Il castello, conosciuto anche col nome di Belpavone, fu edificato a pianta quadrangolare ma irregolare nel XIII secolo dai ghibellini cacciati da Cremona in prossimità della riva destra dell'Adda. Nel 1371 venne acquisito dalla nobile famiglia Vismara da Gian Galeazzo Visconti signore di Milano che nel 1385 lo regalò, assieme al feudo, a Guglielmo Bevilacqua in segno di riconoscimento dell'aiuto per essersi sbarazzato di Bernabò Visconti. Nel XV secolo la struttura, assieme al feudo di Maccastorna, passò proprio nelle mani di Cabrino Fondulo, condottiero al servizio dei cremonesi Cavalcabò, signori di Cremona.

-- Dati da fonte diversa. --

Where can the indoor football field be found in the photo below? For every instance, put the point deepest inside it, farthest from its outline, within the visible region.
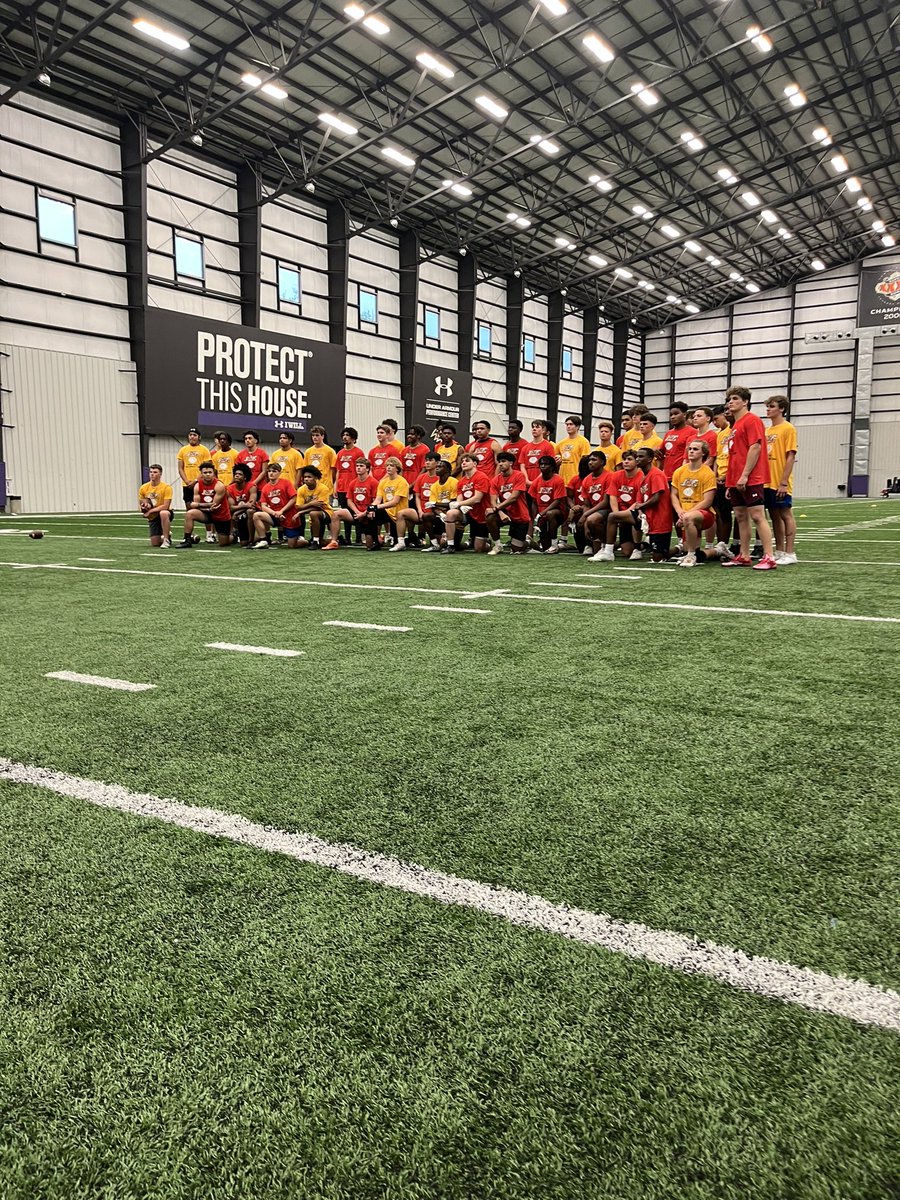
(525, 879)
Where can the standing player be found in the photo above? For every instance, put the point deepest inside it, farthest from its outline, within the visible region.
(243, 503)
(781, 441)
(508, 505)
(694, 498)
(484, 448)
(155, 504)
(277, 507)
(209, 505)
(747, 474)
(547, 492)
(473, 498)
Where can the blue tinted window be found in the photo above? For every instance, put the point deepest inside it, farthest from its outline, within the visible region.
(367, 306)
(189, 257)
(55, 221)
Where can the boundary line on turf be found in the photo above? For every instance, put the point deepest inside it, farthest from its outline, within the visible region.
(857, 1000)
(455, 592)
(100, 681)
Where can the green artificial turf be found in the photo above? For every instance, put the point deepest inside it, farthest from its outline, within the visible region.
(731, 775)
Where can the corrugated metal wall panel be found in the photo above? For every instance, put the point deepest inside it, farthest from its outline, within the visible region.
(72, 443)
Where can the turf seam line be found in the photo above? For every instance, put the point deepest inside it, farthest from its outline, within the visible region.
(815, 990)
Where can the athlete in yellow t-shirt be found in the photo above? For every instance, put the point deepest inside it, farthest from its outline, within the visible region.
(190, 459)
(781, 442)
(321, 456)
(693, 499)
(155, 504)
(288, 459)
(223, 457)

Costui si stabilì nel maniero (dove per altro morì la sua prima moglie, Giustina Rossi di Parma, sembra per una violenta forma febbrile) ed apportò importanti modifiche edificando le mura di cinta, il fossato con il suo ponte levatoio e le prigioni. Il 24 luglio 1406 diede ospitalità nel castello a Carlo Cavalcabò, cugino di Ugolino Cavalcabò e signore di Cremona, al suo seguito di ritorno da Milano dopo una visita ai Visconti. Cabrino Fondulo, aiutato dai suoi sgherri, dopo la cena sgozzò gli ospiti e ne buttò i corpi nel pozzo delle taglie. Da allora si narra che nelle sale del castello riecheggino ancora le grida dei morti e, in particolare, le leggenda vuole che l’imponente maniero sia abitato da settanta fantasmi che vagano senza pace.
Sempre secondo l’affascinante leggenda si dice che nella notte della strage il castello si animerebbe con urla, porte che sbattono, colpi, rumori di spade. Una figura importante, quella del Fondulo, che a seicento anni dalla drammatica morte, avvenuta appunto per decapitazione a Milano, merita di essere ricordato in quelle terre di cui, nel bene e nel male, ha fatto la storia.